Setelah beberapa lama shock dengan kejadian tersebut, akhirnya Pak Ben menemukan wanita  pengganti istrinya yang pertama (Supani). Ibu Lia, begitulah ia biasa dipanggil. Wanita yang ditemuinya disebuah kantor salah satu provider telepon seluler ini dinikahinya setahun lalu, yaitu pada tahun 2007. dengan istriny yang sekarang, Pak Ben belum dikaruniai anak. Akan tetapi, sejak menikah dengan Ibu Lia ini, Pak Ben mengangkat dua anak (anak asuh) yang berasal dari keluarga tidak mampu. Anknya yang pertama sedang menempuh pendidikan Sekolah Menengah Atas (SMA) dan anak asuhnya yang kedua masih bersekolah di Taman Kanak-kanak. Anak aushnya yang pertama saat ini tinggal bersamanya tetapi anak asuhnya yang kedua tidak tinggal bersamanya melainkan bersama nenek dari anak asuhnya sendiri. Pak Ben membiayai seluruh biaya hidup (mulai dari pendidikan, kebutuhan sehari-hari, dll) kedua anak asuhnya itu. Menurut Ibu Lia (istrinya sekarang) Pak Ben adalah orang yang mempunyai jiwa sosial yang tinggi.

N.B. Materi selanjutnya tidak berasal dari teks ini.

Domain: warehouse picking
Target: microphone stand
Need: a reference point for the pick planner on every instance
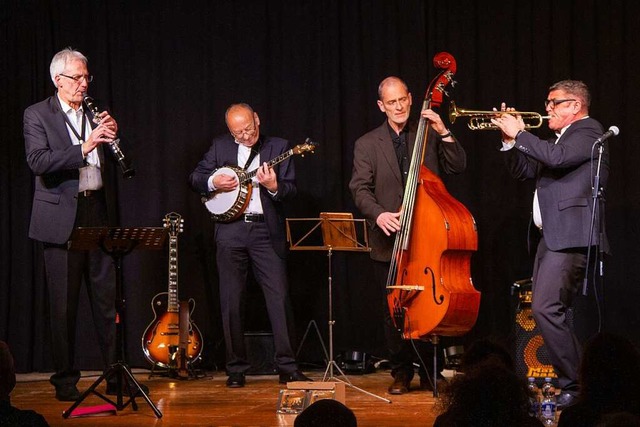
(597, 207)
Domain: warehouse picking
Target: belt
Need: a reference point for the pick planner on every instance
(253, 217)
(89, 193)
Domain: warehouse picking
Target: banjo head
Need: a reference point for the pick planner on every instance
(227, 205)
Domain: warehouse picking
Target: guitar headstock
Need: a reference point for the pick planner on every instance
(307, 146)
(174, 222)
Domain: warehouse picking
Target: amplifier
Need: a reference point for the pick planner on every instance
(531, 357)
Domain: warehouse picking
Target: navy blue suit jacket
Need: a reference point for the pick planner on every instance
(55, 161)
(224, 152)
(563, 173)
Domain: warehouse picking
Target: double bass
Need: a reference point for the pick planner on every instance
(429, 287)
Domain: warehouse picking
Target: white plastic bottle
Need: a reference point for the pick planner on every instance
(548, 403)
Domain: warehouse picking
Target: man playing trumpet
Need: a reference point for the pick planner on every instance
(562, 209)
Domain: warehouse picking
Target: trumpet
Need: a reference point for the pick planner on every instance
(125, 164)
(481, 120)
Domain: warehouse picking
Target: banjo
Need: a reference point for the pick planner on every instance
(226, 206)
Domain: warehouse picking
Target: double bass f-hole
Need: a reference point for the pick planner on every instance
(436, 300)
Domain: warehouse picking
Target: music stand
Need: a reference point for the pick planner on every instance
(338, 230)
(117, 242)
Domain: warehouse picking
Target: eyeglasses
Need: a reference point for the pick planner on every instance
(555, 102)
(88, 77)
(249, 132)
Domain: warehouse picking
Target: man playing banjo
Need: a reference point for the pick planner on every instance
(254, 237)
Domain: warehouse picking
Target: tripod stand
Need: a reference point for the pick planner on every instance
(117, 242)
(338, 234)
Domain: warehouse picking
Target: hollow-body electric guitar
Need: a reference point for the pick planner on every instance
(172, 340)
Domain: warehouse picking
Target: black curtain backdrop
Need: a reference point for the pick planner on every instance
(167, 71)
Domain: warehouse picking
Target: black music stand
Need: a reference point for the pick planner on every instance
(338, 231)
(117, 242)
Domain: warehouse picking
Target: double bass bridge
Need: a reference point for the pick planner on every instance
(407, 287)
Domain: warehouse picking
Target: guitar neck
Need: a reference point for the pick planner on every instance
(282, 157)
(172, 305)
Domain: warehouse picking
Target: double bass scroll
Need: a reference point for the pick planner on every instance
(429, 287)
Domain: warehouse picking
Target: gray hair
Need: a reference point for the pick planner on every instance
(60, 60)
(576, 88)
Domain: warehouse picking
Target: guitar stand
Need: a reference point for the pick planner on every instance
(117, 242)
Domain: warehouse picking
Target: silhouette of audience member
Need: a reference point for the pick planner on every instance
(488, 393)
(326, 413)
(609, 375)
(10, 416)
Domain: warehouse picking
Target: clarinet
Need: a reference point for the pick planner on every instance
(125, 164)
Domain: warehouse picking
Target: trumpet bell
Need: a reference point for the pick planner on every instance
(481, 120)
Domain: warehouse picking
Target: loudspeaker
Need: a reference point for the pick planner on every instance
(531, 356)
(260, 353)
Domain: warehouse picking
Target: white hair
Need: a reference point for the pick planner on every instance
(60, 60)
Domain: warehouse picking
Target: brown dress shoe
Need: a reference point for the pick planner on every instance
(401, 383)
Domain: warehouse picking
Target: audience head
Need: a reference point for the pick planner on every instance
(7, 372)
(326, 413)
(487, 394)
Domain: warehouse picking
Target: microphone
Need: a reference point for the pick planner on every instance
(613, 131)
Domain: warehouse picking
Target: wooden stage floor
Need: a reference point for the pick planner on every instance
(208, 402)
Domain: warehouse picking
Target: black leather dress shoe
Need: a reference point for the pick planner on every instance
(564, 400)
(112, 389)
(67, 393)
(401, 383)
(235, 380)
(426, 384)
(293, 376)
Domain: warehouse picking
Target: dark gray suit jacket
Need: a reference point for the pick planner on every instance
(376, 183)
(563, 173)
(224, 152)
(55, 161)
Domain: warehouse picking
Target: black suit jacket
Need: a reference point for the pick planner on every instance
(563, 173)
(55, 161)
(376, 183)
(224, 152)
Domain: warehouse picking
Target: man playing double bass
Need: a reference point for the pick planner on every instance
(380, 167)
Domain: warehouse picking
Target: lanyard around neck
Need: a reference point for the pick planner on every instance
(80, 136)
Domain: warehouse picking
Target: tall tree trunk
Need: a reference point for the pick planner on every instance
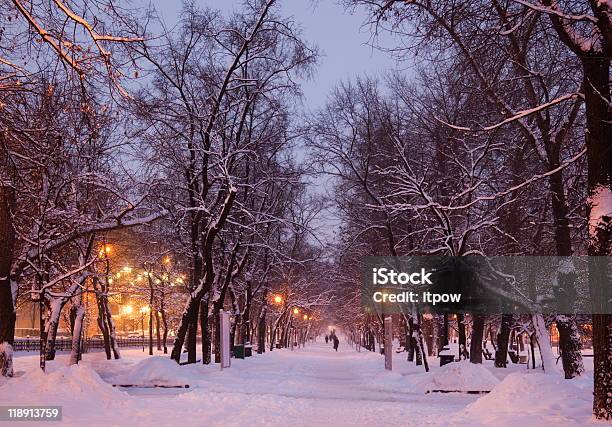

Hal ini dapat terlihat dari kegiatan rutin yang diadakan berdasarkan kemauan Pak Ben untuk mengundang para janda dan anak-anak tidak mampu untuk mengaji di rumahnya dan memberikan mereka sedekah. Kegiatan itu dilakukannya hampir setiap bulan. Kegiatan ini dilakukan oleh Pak Ben berdasarkan niat dan seperti apa yang ia pelajari dalam agamanya bahwa 2,5% dari penghasilannya harus disalurkan atau diberikan kepada kaum duafa.

Sampai saat ini, selain mencurahkan hidupnya dalam dunia seni melukis, Pak Ben juga sering diundang ke yayasan orang-orang dengan keterbatasan (seperti YPAC) tuk memberikan semangat kepada orang-orang, khususnya generasi muda untuk terus mengejar cita-citanya dan jangan pernah menyerah dengan keadaan. Baru-baru ini saja (Rabu, 5 Nvember 2008) Pak Ben diundang untuk mendemonstrasikan cara-caranya melukis pada anak-anak yang ada di YPAC. Pada kesempatan yang sama, Pak en juga memberikan spirit (semangat) kepada anak-anak YPAC untuk terus berusaha dan jangan menyerah dalam meraih cita-cita. Pak Ben juga ingin menunjukkan bahwa kecacatan (keterbatasan) yang dimiliki oleh sebagian orang bukanlah suatu hambatan untuk mereka memperoleh impian mereka. Malah sebaliknya, harusnya kita (orang-orang dengan keterbatasan) mampu menunjukkan pada masyarakat bahwa kita bukanlah orang hanya bisa bergantung pada bantuan orang lain saja (tidak mandiri).